The key to Cognizant’s TSR outperformance over the last five years — 11.75% vs the industry average of 8% — has not been due to buybacks but because of its superlative profitable growth from a revenue of $6 billion in 2011 to $13.5 billion now, versus that of Infosys from $7 billion to $10 billion.
It was here that Infosys lost out during S D Shibulal’s tenure from April 2011 to August 2014. Its priority is now to bridge this yawning gap and Vishal Sikka’s clarion call to reach $20 billion by 2020 should be seen in this light. Organically, Infosys can grow to a maximum of $14 billion, thus leaving $6 billion of acquisitions to bridge the gap.
Infosys needs innovative product and solutions companies for such acquisitions that are only available in the US whose markets are at all-time highs. This should provide a perspective of the ‘huge’ cash hoard being touted. Of course, dilution through follow-on offerings and debt is always a possibility. But the wisdom of returning cash now and tinkering with the capital structure soon thereafter is questionable.

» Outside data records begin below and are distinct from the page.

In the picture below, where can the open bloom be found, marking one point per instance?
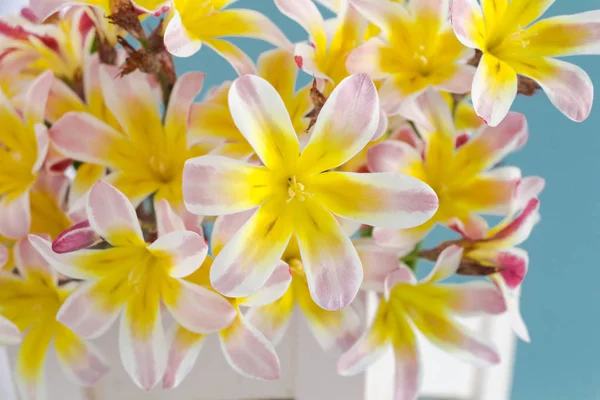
(462, 177)
(245, 348)
(137, 277)
(331, 328)
(212, 119)
(144, 155)
(31, 301)
(23, 147)
(514, 44)
(197, 22)
(417, 50)
(295, 196)
(430, 308)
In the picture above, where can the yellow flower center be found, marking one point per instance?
(297, 190)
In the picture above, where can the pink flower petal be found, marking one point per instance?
(112, 216)
(197, 308)
(248, 352)
(186, 251)
(274, 288)
(345, 125)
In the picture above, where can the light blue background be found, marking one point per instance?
(560, 299)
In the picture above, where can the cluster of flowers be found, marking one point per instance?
(318, 193)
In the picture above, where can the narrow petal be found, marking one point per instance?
(187, 87)
(249, 259)
(15, 216)
(80, 361)
(474, 298)
(92, 309)
(260, 114)
(467, 22)
(248, 352)
(31, 264)
(389, 200)
(494, 89)
(142, 341)
(378, 262)
(240, 61)
(334, 273)
(31, 359)
(183, 353)
(275, 287)
(306, 13)
(100, 139)
(338, 329)
(369, 348)
(9, 333)
(112, 216)
(178, 41)
(185, 251)
(225, 228)
(216, 185)
(345, 125)
(195, 307)
(446, 265)
(568, 86)
(489, 147)
(273, 319)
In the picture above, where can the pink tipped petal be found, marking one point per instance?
(467, 21)
(217, 185)
(367, 59)
(250, 257)
(186, 251)
(100, 138)
(369, 348)
(177, 41)
(80, 361)
(378, 262)
(79, 236)
(36, 98)
(474, 298)
(112, 216)
(494, 89)
(446, 265)
(183, 353)
(90, 311)
(393, 156)
(248, 352)
(345, 125)
(274, 288)
(15, 216)
(225, 227)
(9, 333)
(31, 264)
(197, 308)
(261, 116)
(142, 342)
(334, 273)
(388, 200)
(167, 220)
(402, 275)
(240, 61)
(187, 87)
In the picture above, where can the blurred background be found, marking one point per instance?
(560, 295)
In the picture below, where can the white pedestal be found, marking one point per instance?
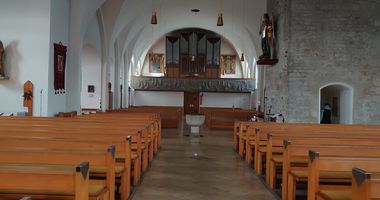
(195, 121)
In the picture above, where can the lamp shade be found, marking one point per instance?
(220, 20)
(154, 18)
(242, 58)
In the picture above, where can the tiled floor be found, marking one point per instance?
(216, 173)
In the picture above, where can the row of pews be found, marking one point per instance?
(335, 162)
(100, 156)
(224, 118)
(171, 116)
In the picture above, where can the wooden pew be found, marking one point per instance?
(170, 116)
(149, 138)
(86, 125)
(302, 130)
(122, 147)
(224, 118)
(335, 164)
(85, 136)
(101, 162)
(48, 182)
(273, 148)
(365, 185)
(84, 131)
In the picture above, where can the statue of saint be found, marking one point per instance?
(267, 37)
(1, 59)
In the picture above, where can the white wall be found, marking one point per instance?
(91, 66)
(59, 32)
(25, 30)
(226, 100)
(159, 47)
(91, 70)
(150, 98)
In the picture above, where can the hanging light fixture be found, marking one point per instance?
(242, 58)
(220, 20)
(153, 20)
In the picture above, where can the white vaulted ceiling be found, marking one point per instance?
(127, 23)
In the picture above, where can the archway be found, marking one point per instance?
(340, 98)
(91, 78)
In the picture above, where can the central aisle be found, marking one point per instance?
(217, 173)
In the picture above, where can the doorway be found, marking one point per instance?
(340, 98)
(191, 103)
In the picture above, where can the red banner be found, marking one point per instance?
(59, 68)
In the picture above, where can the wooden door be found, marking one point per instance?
(191, 104)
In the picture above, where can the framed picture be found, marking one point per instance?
(91, 88)
(228, 64)
(156, 63)
(59, 67)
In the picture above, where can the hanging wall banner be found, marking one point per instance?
(59, 68)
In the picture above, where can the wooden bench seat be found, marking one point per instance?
(290, 150)
(335, 195)
(85, 134)
(318, 163)
(43, 157)
(144, 128)
(365, 186)
(40, 182)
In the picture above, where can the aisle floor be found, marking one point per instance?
(216, 173)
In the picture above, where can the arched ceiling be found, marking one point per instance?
(127, 23)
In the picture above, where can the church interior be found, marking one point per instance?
(173, 99)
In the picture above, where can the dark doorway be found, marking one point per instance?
(191, 104)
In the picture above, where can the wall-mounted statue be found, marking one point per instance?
(267, 37)
(1, 59)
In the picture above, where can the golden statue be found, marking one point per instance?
(267, 37)
(1, 59)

It is the individual motivation of each company in the context of its overall priorities that determines the prudence of attempting a buyback. Tata Sons, being a 73% shareholder of TCS, needed a tax-effective mechanism to use the cash in the aftermath of the Cyrus Mistry affair and would have influenced TCS’ decision.
Given the active market for corporate control in the US, Cognizant had limited options in the face of activist shareholders. In its judgement, this was the best option to reach a ‘standstill agreement’ with Elliot. Infosys is under no such compulsion and must not feel unduly pressured while engaging in its liquidity assessments.
A face-saver for the founders could well be a factor. But then, it shouldn’t be more than a $1-1.25 billion buyback that would be recouped through free cash flows generated within a year. Given that its dividend payout has been significantly increased to 73% of free cash flows from 33% in 2014, this would seem more than reasonable.
The ultimate judgement on this issue lies with the board. And reaching a conclusion is not quite as simple as it is being made out to be.